I don't love my body, but that's quite okay as I am not my body.
I am not what you can see, or with the joy of chronic illness, what you can't see. My worth doesn't come from this broken lump of flesh. I don't care whether anyone thinks I'm sexy or hot. Whether I meet some continually changing ideal of a perfect or imperfect aesthetic. I don't care how you think I should feel about my body. My physical body doesn't rate highly on my personal schema. It is part of me, but it is not all of me, and it sure as hell doesn't define me.
This body of mine, healthy or not, is going to change with time.
It will never look like what is shown in the magazines.

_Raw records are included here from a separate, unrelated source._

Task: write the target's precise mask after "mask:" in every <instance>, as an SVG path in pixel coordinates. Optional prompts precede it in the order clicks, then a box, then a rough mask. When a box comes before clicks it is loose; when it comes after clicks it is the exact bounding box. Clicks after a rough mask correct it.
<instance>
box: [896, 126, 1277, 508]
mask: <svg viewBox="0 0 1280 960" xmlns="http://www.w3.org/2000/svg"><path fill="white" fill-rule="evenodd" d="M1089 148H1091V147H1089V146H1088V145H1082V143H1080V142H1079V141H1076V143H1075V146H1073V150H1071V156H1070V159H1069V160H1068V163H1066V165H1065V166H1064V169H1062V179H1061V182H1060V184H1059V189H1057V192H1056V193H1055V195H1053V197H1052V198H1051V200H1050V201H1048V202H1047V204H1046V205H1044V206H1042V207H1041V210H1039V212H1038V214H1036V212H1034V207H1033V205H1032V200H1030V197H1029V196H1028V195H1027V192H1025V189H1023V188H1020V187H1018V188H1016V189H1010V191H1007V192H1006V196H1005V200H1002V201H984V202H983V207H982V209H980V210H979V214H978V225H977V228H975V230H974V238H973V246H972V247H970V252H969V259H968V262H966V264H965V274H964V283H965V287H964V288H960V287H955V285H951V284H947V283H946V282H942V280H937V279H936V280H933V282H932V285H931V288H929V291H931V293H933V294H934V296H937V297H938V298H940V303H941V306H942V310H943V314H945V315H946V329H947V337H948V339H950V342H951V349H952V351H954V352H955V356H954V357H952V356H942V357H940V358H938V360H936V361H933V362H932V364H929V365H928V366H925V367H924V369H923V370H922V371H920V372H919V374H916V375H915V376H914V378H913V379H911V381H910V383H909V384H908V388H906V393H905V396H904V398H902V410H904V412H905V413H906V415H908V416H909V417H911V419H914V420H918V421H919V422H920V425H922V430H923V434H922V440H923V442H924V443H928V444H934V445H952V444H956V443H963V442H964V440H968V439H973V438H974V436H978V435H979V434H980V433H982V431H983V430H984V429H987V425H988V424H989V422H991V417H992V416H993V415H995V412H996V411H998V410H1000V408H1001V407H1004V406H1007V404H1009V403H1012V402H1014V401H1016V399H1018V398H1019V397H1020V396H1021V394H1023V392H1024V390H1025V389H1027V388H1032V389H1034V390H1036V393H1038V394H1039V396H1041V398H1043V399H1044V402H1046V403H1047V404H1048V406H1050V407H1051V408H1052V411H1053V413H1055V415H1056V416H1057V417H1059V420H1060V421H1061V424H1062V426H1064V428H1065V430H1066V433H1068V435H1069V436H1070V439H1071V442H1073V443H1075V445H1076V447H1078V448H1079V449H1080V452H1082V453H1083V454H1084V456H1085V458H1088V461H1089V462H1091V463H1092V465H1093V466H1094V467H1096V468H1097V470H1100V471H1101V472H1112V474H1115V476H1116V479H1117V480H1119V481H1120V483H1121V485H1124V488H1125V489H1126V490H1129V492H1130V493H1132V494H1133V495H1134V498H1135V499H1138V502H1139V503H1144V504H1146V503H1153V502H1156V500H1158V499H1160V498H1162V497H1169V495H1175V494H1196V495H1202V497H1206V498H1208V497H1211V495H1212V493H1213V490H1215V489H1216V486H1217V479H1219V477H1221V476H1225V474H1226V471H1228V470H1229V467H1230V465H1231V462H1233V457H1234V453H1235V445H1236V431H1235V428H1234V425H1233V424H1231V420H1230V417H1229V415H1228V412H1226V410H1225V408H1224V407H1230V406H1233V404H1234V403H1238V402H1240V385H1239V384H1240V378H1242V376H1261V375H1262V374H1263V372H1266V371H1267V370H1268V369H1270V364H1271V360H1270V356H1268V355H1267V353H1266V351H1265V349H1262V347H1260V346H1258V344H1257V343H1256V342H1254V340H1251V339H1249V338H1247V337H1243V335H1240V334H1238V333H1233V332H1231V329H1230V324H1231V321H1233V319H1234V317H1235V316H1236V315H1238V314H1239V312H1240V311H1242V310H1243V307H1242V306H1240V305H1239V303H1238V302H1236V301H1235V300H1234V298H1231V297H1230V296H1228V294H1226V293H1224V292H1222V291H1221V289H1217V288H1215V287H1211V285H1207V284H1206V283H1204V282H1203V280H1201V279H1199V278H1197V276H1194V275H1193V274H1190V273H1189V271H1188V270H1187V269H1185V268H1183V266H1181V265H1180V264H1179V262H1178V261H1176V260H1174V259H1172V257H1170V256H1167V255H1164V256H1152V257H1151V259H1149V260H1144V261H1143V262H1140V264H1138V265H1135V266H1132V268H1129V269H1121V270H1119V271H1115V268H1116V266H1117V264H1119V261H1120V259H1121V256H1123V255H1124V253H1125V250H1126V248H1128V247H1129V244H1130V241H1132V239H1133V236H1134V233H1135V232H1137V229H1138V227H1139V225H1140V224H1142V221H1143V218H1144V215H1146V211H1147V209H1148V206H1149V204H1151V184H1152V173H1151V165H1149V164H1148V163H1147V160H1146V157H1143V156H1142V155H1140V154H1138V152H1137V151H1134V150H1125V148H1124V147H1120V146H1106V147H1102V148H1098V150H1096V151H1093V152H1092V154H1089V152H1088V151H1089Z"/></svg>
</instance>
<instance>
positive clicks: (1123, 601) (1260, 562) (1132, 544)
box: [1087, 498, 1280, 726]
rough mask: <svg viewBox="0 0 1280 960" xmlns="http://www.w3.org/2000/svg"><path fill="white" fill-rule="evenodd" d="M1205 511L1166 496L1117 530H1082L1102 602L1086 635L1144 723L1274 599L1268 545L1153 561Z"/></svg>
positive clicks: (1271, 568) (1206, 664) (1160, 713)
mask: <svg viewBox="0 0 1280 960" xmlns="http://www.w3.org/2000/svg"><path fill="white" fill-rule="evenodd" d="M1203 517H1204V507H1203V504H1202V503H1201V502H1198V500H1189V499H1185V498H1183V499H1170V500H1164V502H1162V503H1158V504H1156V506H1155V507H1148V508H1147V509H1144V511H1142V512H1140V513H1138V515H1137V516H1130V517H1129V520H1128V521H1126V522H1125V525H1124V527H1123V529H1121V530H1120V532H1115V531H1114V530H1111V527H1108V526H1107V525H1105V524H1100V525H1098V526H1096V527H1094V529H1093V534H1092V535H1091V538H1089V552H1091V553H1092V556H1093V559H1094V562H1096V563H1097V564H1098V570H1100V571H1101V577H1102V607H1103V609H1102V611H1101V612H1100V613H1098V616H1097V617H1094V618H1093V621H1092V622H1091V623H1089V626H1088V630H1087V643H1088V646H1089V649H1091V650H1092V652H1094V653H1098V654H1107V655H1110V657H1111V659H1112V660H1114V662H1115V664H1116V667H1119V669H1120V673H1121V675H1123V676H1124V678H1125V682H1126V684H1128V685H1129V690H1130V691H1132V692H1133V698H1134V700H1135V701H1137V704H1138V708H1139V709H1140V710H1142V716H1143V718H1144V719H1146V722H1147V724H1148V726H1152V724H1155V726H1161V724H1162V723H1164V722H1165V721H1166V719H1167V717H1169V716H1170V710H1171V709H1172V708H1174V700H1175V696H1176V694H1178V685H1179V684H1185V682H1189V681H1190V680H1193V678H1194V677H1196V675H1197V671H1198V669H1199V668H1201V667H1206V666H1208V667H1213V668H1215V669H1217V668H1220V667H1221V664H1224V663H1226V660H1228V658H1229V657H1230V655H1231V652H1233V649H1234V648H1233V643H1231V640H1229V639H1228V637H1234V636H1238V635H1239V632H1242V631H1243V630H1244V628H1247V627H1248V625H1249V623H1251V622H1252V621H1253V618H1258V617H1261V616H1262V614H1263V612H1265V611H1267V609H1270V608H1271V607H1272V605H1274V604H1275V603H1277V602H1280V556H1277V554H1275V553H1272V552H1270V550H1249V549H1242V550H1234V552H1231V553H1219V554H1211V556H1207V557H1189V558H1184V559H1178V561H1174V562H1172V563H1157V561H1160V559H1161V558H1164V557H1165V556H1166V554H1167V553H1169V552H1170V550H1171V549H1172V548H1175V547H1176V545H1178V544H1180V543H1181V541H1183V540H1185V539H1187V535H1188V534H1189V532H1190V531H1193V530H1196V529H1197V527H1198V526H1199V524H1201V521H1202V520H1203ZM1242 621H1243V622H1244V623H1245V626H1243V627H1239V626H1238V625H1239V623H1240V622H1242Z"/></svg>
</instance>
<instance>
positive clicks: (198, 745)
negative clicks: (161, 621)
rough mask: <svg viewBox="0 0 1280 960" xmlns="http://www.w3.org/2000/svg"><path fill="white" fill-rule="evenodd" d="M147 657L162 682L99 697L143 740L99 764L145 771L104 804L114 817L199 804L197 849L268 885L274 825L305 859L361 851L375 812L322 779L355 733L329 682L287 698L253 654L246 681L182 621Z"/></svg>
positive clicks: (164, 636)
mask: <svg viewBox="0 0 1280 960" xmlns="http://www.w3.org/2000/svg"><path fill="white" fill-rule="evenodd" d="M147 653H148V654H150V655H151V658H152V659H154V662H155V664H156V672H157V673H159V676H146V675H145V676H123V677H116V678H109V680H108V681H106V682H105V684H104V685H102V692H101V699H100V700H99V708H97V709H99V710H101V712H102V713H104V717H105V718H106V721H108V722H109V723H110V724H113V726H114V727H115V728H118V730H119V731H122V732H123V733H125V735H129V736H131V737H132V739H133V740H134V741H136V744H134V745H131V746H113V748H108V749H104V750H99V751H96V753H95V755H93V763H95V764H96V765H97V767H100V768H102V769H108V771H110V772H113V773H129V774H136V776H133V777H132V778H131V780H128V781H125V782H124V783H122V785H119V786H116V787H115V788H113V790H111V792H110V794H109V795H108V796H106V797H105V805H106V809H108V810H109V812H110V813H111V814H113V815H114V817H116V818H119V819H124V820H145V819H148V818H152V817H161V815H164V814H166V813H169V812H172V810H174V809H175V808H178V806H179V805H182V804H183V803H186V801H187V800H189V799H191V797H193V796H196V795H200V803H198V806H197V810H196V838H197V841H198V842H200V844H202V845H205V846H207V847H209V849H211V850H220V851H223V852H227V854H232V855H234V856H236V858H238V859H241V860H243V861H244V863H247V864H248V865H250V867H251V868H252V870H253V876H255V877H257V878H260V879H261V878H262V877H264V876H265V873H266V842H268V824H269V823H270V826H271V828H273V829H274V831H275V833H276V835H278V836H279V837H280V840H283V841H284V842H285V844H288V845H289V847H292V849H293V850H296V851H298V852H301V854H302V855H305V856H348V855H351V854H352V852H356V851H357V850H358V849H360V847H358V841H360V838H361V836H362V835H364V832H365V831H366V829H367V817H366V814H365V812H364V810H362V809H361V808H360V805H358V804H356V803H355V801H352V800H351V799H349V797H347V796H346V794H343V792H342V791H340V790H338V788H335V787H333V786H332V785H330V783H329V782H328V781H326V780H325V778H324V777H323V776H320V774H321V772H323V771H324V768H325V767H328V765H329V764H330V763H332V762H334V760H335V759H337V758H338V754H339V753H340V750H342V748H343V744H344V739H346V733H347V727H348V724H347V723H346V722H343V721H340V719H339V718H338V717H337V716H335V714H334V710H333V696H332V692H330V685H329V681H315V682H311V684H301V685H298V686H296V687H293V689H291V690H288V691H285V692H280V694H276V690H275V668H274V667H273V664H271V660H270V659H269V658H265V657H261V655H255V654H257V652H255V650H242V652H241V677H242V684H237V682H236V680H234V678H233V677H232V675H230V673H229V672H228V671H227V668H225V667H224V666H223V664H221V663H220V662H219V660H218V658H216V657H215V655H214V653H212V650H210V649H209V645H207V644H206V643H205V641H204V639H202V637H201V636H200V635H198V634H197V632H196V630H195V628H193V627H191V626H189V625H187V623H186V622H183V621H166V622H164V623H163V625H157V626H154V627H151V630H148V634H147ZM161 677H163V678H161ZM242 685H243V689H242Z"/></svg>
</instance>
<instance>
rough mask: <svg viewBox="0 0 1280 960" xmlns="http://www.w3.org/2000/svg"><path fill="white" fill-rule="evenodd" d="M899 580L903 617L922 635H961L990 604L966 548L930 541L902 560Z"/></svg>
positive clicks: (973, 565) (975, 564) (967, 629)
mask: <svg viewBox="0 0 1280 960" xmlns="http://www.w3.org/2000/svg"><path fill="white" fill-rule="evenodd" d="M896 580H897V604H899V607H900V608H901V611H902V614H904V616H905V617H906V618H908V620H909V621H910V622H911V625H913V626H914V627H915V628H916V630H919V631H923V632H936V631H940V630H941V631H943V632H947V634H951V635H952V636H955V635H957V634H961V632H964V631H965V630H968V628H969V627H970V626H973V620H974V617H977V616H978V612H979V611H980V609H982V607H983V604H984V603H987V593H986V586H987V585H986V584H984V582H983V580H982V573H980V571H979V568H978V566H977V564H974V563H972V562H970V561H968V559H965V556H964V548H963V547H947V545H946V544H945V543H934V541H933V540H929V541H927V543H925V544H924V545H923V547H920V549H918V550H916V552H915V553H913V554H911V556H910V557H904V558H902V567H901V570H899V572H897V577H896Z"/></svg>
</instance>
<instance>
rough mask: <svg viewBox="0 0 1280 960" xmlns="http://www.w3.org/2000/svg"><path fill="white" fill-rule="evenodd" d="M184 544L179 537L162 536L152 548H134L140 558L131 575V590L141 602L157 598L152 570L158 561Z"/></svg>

It will never look like The Real Women campaigns.
It will just be.
And that is okay.
I reserve the right to hate my continually breaking body and the real world consequences of what happens each time it breaks in a new and frequently, disturbing way.
Because my value is not defined by this corporeal form.
I quite like the 'Me' that exists within this dodgy packaging.
Not despite of it. And not because of it.
What matters is how I treat others and how I interact in the world. My body has nothing to do with that.
What matters is whether or not I leave this world a better place when this dysfunctional lump of muscle and bone finally expires.
What matters is whether I can find joy and laughs no matter what this arse of a body throws my way.
What matters is compassion and tolerance and being in the world in a way that brings even a moment of light to others.
What matters is my spirit, or my soul, or whatever you want to call those intangible bits that make up the true essence of you.
What matters is being a decent human being. And that sure as hell is not dependent on whether I love or don't love my body.
I am not my body.
I will not limit myself and my possibilities, by focusing on a lump of flesh and bone.
I am me, and I heart me.
My body on the otherhand can go self-fornicate.
I may or may have not been a little inspired just a tad by the fabulous and straight talking, Kelley of Magnetoboldtoo.